Pauta única da oposição desde o início do ano, a anistia aos envolvidos em atos golpistas ganhou nas últimas semanas novos negociadores, mas que são velhos conhecidos da política nacional. O deputado federal Aécio Neves (PSDB-MG), o ex-presidente Michel Temer e o ex-deputado João Paulo Cunha estão entre os que passaram a manter conversas nos bastidores para tentar um acordo. Os três já presidiram a Câmara no passado.
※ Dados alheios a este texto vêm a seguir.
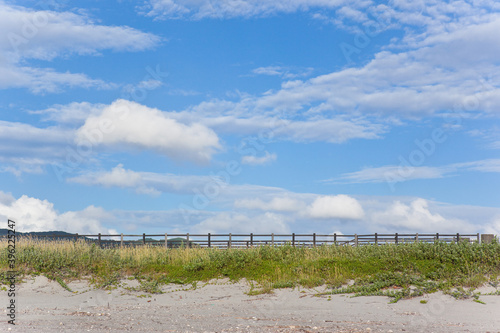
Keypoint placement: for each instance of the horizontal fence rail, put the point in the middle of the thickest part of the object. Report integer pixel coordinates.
(252, 240)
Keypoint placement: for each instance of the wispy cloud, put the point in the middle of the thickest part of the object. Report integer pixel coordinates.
(402, 173)
(281, 71)
(167, 9)
(256, 160)
(45, 35)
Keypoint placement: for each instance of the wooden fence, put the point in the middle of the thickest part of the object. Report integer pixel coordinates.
(251, 240)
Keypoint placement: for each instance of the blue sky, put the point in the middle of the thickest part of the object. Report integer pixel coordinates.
(250, 116)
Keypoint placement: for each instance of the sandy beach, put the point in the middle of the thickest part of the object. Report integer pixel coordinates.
(221, 306)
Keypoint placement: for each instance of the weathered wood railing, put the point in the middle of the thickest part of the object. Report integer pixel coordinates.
(251, 240)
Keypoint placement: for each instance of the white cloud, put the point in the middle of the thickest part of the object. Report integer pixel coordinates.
(41, 80)
(232, 8)
(32, 214)
(45, 35)
(490, 165)
(284, 72)
(401, 173)
(281, 204)
(240, 223)
(145, 182)
(255, 160)
(74, 113)
(417, 217)
(393, 173)
(336, 207)
(130, 124)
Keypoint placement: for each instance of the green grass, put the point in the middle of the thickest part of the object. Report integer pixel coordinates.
(398, 271)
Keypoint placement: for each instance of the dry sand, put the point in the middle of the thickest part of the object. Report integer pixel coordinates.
(220, 306)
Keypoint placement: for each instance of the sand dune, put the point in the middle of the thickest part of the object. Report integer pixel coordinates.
(221, 306)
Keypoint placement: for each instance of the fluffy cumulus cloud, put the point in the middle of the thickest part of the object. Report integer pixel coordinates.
(32, 214)
(129, 124)
(335, 207)
(47, 34)
(417, 216)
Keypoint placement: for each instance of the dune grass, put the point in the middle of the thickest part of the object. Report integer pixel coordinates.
(399, 271)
Escolhido pelo atual presidente da Casa, Hugo Motta (Republicanos-PB), como relator do projeto em discussão no Congresso, o deputado federal Paulinho da Força (Solidariedade-SP) recorreu a Temer e Aécio como seus conselheiros para elaborar uma proposta intermediária, que pudesse romper resistências. A primeira iniciativa do trio foi trocar o nome como o projeto vinha sendo chamado, de PL da Anistia para PL da Dosimetria. Em vez de um perdão, a ideia é reduzir penas a ponto de tirar condenados da cadeia — o que pode incluir o ex-presidente Jair Bolsonaro.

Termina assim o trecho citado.